In the water-absorbent composite according to the present invention, the fibers can be entrapped inside the water-absorbent resin particles as described above to firmly bond the two. Therefore, a water-absorbent article using a water-absorbent sheet-like material formed of such a water-absorbent composite as a water-absorbing element exhibits an excellent performance that the water-absorbent resin particles hardly fall off from the fiber even in the water-absorbing state. For example, according to the present invention, it is possible to easily obtain a water-absorbing article having a water-absorbing particle dropout rate measured below of less than 10%.
Measurement of water absorption particle drop-off rate;
A water-absorbing article (100 mm × 400 mm) is placed on a smooth table with the water-absorbing surface facing up. A cylinder with a circular diameter of 40 mm is attached to the center of a square acrylic plate (100 × 100 × 10 mm), and seven through-holes with a diameter of 5 mm are provided at almost equal intervals in the acrylic plate portion surrounded by the cylinder. A thing (weight 150 g) is placed in the center of the water-absorbent article. 150 ml of artificial urine is placed in a cylinder and left at room temperature for 30 minutes to absorb the artificial urine in the water-absorbent article. Next, a portion (100 × 100 mm) that was under the acrylic plate is cut out from the water-absorbent article, and its weight is measured. The cut sample is placed at the center of a 200 × 200 mm acrylic plate, and a load (3 kg) having a bottom area of 100 × 100 mm is placed thereon so that the sample does not protrude. Set this on a shaker (product of Inoue Seieido, Model No. MS-1) so that the cut end of the sample is perpendicular to the moving direction, and amplitude is 50 mm, frequency is 80 times / min. Shake. The load is removed, the weight of the water-absorbing particles dropped from the sample is measured, and the particle drop-off rate is calculated by the following formula.

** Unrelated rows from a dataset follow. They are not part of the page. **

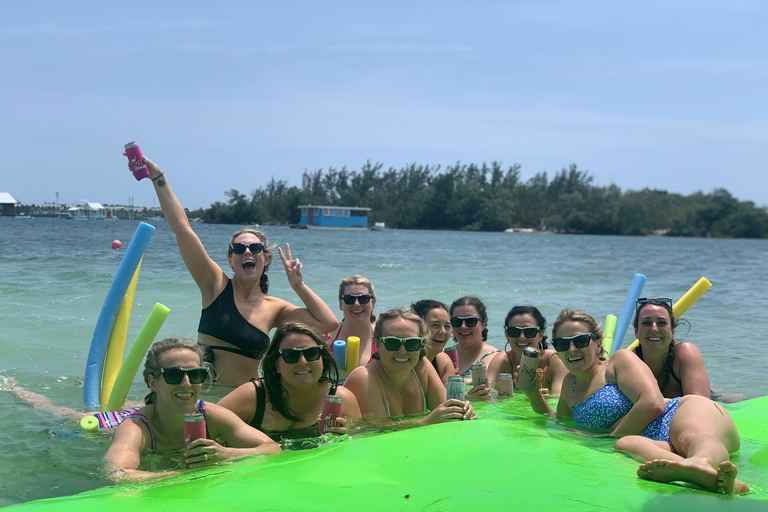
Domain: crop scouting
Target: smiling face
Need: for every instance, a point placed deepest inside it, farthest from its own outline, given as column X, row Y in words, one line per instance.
column 180, row 397
column 248, row 265
column 357, row 311
column 519, row 343
column 399, row 361
column 468, row 335
column 578, row 360
column 303, row 373
column 654, row 329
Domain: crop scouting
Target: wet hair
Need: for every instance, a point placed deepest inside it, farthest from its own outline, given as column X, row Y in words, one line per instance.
column 156, row 351
column 478, row 305
column 356, row 279
column 264, row 280
column 405, row 314
column 278, row 396
column 670, row 360
column 572, row 315
column 536, row 314
column 423, row 307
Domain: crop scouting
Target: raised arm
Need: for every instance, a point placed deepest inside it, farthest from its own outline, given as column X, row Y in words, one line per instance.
column 693, row 370
column 316, row 313
column 210, row 278
column 637, row 382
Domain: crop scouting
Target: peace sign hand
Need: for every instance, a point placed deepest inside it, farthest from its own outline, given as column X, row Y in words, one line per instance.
column 292, row 267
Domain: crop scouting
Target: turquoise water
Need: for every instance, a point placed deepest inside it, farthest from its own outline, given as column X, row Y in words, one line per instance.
column 54, row 275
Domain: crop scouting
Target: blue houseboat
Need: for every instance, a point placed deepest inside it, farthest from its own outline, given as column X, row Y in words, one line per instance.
column 334, row 217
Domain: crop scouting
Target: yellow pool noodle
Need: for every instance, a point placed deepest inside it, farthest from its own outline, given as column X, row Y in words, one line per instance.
column 608, row 330
column 353, row 353
column 132, row 361
column 685, row 302
column 116, row 345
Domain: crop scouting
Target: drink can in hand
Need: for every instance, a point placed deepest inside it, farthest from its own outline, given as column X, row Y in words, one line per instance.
column 455, row 388
column 194, row 428
column 331, row 410
column 136, row 161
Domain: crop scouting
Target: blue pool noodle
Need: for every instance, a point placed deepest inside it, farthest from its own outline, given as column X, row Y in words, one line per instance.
column 340, row 354
column 94, row 366
column 626, row 313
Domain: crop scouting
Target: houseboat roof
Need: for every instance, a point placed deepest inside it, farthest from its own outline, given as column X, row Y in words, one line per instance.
column 6, row 198
column 361, row 208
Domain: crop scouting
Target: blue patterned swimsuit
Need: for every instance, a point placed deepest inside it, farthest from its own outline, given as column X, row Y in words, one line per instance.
column 608, row 404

Artificial urine having the following composition is used. % Is% by weight.
Urine 1.94%
Sodium chloride 0.80%
Calcium chloride 0.06%
Magnesium sulfate 0.11%
Distilled water 97.09%
The particle weight in the sample before shaking is calculated on the assumption that all of the water absorption of the water absorbent article (100 mm × 400 mm) is due to the water absorbent resin particles. That is, 1/4 of the total of the weight of the water-absorbent resin particles in the water-absorbent article (100 mm × 400 mm) and the amount of water absorbed is taken as the particle weight in the sample (100 mm × 100 mm) before shaking.

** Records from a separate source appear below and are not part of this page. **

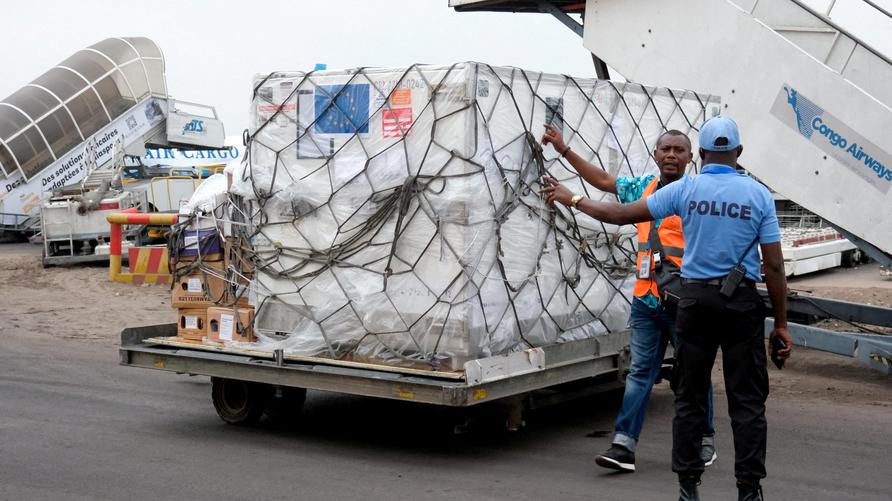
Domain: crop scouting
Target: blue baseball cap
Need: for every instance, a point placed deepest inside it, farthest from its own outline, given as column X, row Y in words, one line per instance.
column 719, row 127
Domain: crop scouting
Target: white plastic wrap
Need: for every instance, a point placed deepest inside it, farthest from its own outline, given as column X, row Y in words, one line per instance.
column 396, row 215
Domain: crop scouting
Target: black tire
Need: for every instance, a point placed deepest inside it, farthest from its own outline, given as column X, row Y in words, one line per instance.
column 851, row 258
column 239, row 403
column 284, row 404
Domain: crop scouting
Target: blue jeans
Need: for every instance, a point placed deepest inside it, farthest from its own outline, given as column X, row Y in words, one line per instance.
column 652, row 329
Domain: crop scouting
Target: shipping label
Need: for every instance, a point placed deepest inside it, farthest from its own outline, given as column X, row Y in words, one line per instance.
column 396, row 122
column 227, row 324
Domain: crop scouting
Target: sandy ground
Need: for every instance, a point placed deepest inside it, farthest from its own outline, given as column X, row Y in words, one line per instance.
column 81, row 303
column 77, row 302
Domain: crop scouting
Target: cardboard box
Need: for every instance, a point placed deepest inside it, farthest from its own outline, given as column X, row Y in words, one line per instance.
column 222, row 324
column 200, row 289
column 192, row 323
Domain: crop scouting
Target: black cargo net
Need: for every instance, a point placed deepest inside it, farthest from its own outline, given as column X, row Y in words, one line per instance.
column 395, row 216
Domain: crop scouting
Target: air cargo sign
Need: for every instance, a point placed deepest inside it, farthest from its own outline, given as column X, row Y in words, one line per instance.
column 834, row 138
column 22, row 196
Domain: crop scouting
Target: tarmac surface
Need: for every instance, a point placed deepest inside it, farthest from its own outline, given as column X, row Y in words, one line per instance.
column 74, row 425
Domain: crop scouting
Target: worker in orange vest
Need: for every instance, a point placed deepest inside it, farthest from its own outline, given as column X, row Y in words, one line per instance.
column 652, row 323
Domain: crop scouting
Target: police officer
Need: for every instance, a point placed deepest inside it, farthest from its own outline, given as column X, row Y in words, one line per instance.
column 652, row 324
column 724, row 214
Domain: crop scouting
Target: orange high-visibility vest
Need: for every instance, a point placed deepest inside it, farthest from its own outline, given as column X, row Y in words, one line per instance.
column 670, row 236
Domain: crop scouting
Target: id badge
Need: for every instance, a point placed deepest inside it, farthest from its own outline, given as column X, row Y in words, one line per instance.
column 644, row 267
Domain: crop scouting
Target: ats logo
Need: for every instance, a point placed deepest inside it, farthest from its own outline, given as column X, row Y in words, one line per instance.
column 194, row 127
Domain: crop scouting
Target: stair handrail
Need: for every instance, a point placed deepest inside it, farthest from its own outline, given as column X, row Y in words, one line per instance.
column 826, row 19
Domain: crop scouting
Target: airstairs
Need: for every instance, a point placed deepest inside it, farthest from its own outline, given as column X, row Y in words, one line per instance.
column 814, row 102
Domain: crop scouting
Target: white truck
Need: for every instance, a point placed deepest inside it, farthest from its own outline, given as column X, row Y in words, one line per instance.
column 62, row 132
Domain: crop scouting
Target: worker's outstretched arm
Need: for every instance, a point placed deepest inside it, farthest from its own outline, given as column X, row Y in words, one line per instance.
column 776, row 282
column 609, row 212
column 594, row 175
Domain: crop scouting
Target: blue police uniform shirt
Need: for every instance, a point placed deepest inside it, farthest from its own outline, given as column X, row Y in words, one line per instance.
column 721, row 213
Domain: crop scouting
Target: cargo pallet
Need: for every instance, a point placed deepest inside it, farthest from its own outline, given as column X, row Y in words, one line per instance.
column 245, row 383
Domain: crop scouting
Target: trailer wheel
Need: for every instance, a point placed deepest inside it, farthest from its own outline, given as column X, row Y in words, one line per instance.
column 851, row 258
column 237, row 402
column 284, row 404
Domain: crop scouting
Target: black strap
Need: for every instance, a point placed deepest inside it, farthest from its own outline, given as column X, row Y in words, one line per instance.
column 656, row 245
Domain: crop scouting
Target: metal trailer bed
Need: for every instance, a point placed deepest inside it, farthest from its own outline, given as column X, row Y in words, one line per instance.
column 247, row 384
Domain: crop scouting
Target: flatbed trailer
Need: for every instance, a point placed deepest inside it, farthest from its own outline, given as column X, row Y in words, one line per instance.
column 247, row 384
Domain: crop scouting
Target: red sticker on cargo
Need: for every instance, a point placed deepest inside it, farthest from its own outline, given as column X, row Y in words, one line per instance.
column 395, row 123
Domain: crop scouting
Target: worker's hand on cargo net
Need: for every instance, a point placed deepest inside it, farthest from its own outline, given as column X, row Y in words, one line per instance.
column 555, row 191
column 554, row 138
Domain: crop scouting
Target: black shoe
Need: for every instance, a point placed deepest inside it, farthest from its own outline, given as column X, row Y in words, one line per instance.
column 749, row 492
column 687, row 489
column 707, row 450
column 617, row 457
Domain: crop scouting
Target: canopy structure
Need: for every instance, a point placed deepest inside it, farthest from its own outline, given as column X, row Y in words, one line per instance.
column 59, row 110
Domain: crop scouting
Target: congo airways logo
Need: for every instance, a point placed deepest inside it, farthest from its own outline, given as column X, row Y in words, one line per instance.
column 806, row 111
column 195, row 127
column 834, row 137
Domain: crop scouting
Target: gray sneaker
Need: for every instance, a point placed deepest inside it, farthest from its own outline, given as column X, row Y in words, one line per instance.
column 707, row 450
column 617, row 457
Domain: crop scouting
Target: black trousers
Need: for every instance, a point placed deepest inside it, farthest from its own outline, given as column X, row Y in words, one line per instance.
column 706, row 321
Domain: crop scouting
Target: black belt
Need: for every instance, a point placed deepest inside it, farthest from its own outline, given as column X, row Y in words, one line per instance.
column 746, row 282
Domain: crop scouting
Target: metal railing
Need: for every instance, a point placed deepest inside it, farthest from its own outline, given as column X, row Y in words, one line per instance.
column 843, row 52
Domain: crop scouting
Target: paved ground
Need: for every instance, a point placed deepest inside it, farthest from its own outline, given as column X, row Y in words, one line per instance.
column 76, row 426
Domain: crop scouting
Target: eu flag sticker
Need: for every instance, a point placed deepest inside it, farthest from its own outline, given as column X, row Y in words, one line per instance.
column 342, row 109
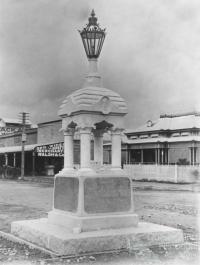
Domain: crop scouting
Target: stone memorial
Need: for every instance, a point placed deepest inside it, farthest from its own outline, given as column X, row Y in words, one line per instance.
column 93, row 207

The present invention will be described more specifically with reference to the following examples.
Example 1 (Production of a water-absorbing composite composition)
While cooling a mixture of 100 parts by weight of acrylic acid and 3.3 parts by weight of water to 25 ° C. or lower, 133.3 parts by weight of a 25% aqueous sodium hydroxide solution was added thereto. Solution A was prepared by adding 0.14 parts by weight of N, N'-methylenebisacrylamide and 4.55 parts by weight of 31% by weight aqueous hydrogen peroxide solution to this partially neutralized acrylic acid aqueous solution (monomer concentration: 50% by weight, medium 60% sum).

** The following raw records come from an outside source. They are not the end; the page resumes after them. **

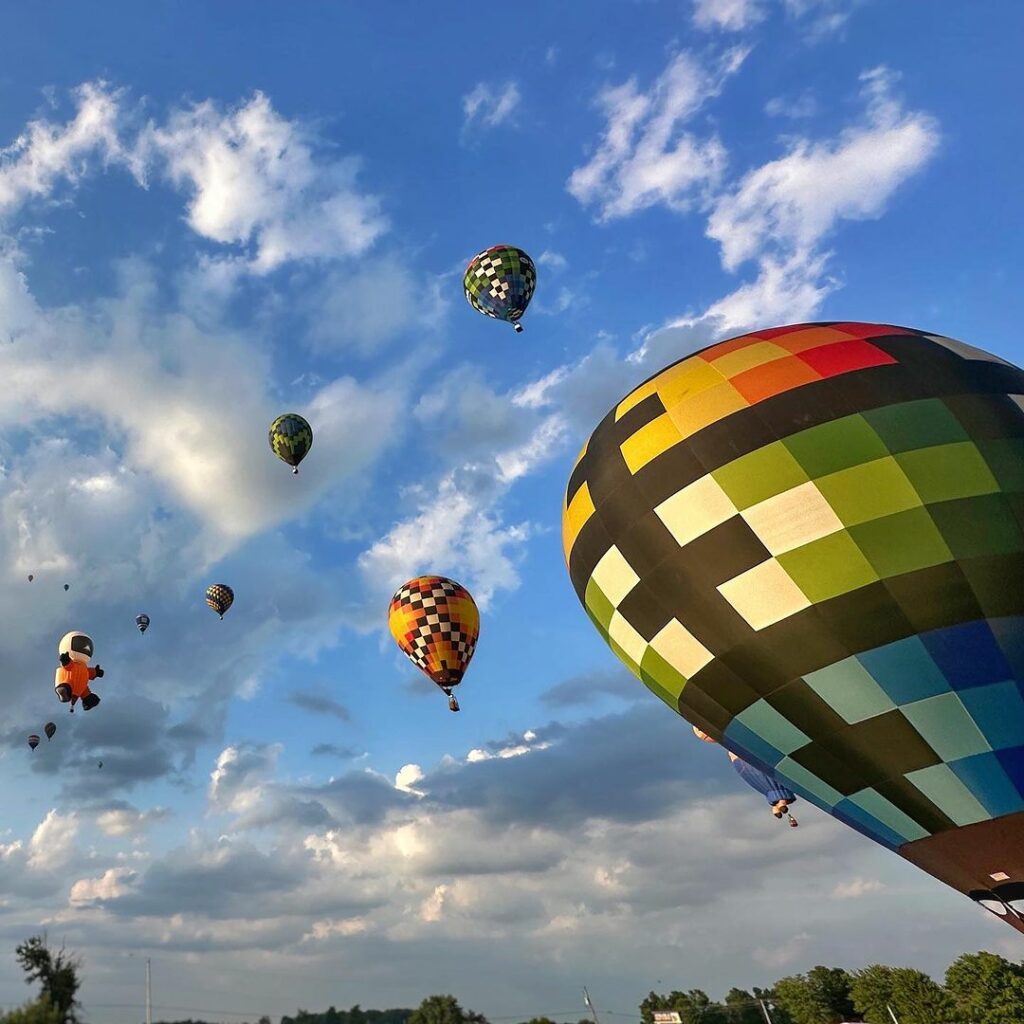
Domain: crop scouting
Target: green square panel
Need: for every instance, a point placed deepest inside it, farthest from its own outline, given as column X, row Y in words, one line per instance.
column 767, row 723
column 901, row 543
column 1005, row 457
column 982, row 525
column 868, row 492
column 835, row 445
column 763, row 473
column 598, row 605
column 915, row 425
column 947, row 726
column 947, row 471
column 849, row 689
column 662, row 678
column 827, row 567
column 943, row 788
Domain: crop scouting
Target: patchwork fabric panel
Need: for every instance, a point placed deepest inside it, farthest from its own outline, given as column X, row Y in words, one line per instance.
column 436, row 623
column 809, row 542
column 500, row 282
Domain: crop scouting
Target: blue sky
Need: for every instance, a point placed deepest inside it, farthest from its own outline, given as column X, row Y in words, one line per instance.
column 213, row 214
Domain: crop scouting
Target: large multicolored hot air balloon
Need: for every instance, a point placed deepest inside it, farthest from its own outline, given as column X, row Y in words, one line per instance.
column 220, row 597
column 500, row 283
column 291, row 438
column 809, row 542
column 436, row 624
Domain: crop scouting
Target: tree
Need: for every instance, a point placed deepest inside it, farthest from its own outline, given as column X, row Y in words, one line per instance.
column 57, row 975
column 986, row 988
column 443, row 1010
column 820, row 996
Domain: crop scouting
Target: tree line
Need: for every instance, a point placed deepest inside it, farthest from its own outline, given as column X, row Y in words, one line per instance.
column 977, row 988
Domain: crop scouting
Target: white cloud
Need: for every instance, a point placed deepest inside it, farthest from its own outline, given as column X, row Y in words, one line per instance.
column 792, row 203
column 644, row 157
column 489, row 104
column 52, row 844
column 256, row 183
column 856, row 887
column 731, row 15
column 46, row 154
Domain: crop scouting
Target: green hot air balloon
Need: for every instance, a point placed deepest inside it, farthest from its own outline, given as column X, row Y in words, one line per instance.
column 291, row 438
column 809, row 542
column 500, row 282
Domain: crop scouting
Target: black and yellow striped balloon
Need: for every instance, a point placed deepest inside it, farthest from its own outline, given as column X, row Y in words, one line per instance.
column 291, row 438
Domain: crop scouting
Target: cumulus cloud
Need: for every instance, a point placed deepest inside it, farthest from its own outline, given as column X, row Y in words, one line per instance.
column 489, row 104
column 255, row 182
column 644, row 156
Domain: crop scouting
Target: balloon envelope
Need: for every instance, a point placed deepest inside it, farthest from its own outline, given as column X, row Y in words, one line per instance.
column 291, row 438
column 500, row 282
column 436, row 623
column 220, row 597
column 808, row 542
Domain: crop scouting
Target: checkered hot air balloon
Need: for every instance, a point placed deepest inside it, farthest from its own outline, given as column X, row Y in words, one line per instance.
column 220, row 597
column 500, row 283
column 291, row 438
column 436, row 624
column 809, row 542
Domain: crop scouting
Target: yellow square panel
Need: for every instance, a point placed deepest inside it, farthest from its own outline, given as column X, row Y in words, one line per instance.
column 699, row 507
column 614, row 576
column 681, row 649
column 623, row 633
column 764, row 595
column 749, row 357
column 688, row 377
column 634, row 398
column 793, row 518
column 649, row 441
column 580, row 510
column 709, row 407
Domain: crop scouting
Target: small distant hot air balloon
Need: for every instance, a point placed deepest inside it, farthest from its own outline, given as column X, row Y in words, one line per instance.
column 291, row 438
column 500, row 283
column 436, row 624
column 220, row 597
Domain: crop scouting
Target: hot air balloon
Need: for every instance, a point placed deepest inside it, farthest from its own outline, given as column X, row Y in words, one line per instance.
column 220, row 597
column 808, row 542
column 436, row 624
column 291, row 439
column 500, row 283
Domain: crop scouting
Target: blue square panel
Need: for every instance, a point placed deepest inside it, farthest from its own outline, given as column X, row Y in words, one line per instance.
column 998, row 712
column 968, row 654
column 905, row 671
column 984, row 776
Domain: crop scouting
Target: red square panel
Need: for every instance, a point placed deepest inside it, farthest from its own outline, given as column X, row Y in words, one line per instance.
column 829, row 360
column 773, row 378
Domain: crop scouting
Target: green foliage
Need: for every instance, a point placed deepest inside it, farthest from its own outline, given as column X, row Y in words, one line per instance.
column 443, row 1010
column 40, row 1011
column 820, row 996
column 56, row 974
column 986, row 989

Separately, 0.14 parts by weight of N, N'-methylenebisacrylamide and 0.57 parts by weight of L-ascorbic acid were added to 100 parts by weight of a partially neutralized acrylic acid aqueous solution prepared in the same manner as above to prepare Solution B.
The solution A and the solution B were heated to 40 ° C., respectively, and flowed out at 4.5 m / second from the nozzles facing each other in the nozzle apparatus shown in FIG. 3 installed at the top of the polymerization tower. Each nozzle has an inner diameter of 0.125 mm, and five nozzles are arranged at intervals of 1 cm. The crossing angle of the nozzles is 30 degrees, and the distance between the nozzle tips is 4 mm. The inside of the polymerization tower is controlled at 50 ° C. The solution flowing out from each nozzle collided in the air to form droplets, and dropped in the tower while polymerizing. At a position where the monomer conversion rate of the droplets is about 15% and about 40%, pulp fibers (length: about 2500 μm, thickness: 2.2 decidex) are supplied to the polymerization tower, and the droplets are attached to the fibers. It was. The fiber / resin supply ratio, that is, the supply weight ratio of pulp fibers to the water-absorbent resin particles (dry basis) generated from the solution A and the solution B is 2.5 / l, respectively. The fallen matter was taken out from the bottom of the polymerization tower, and after the polymerization was completed, it was dried until the water content became 5%. Next, after opening the fiber, it was sieved and separated into a water-absorbing composite composed of water-absorbing resin particles and fibers bonded thereto, and free fibers to obtain a water-absorbing composite composition. The weight ratio of the water absorbent resin particles to the fibers of the water absorbent composite was 55:45. The measurement was performed according to the following method.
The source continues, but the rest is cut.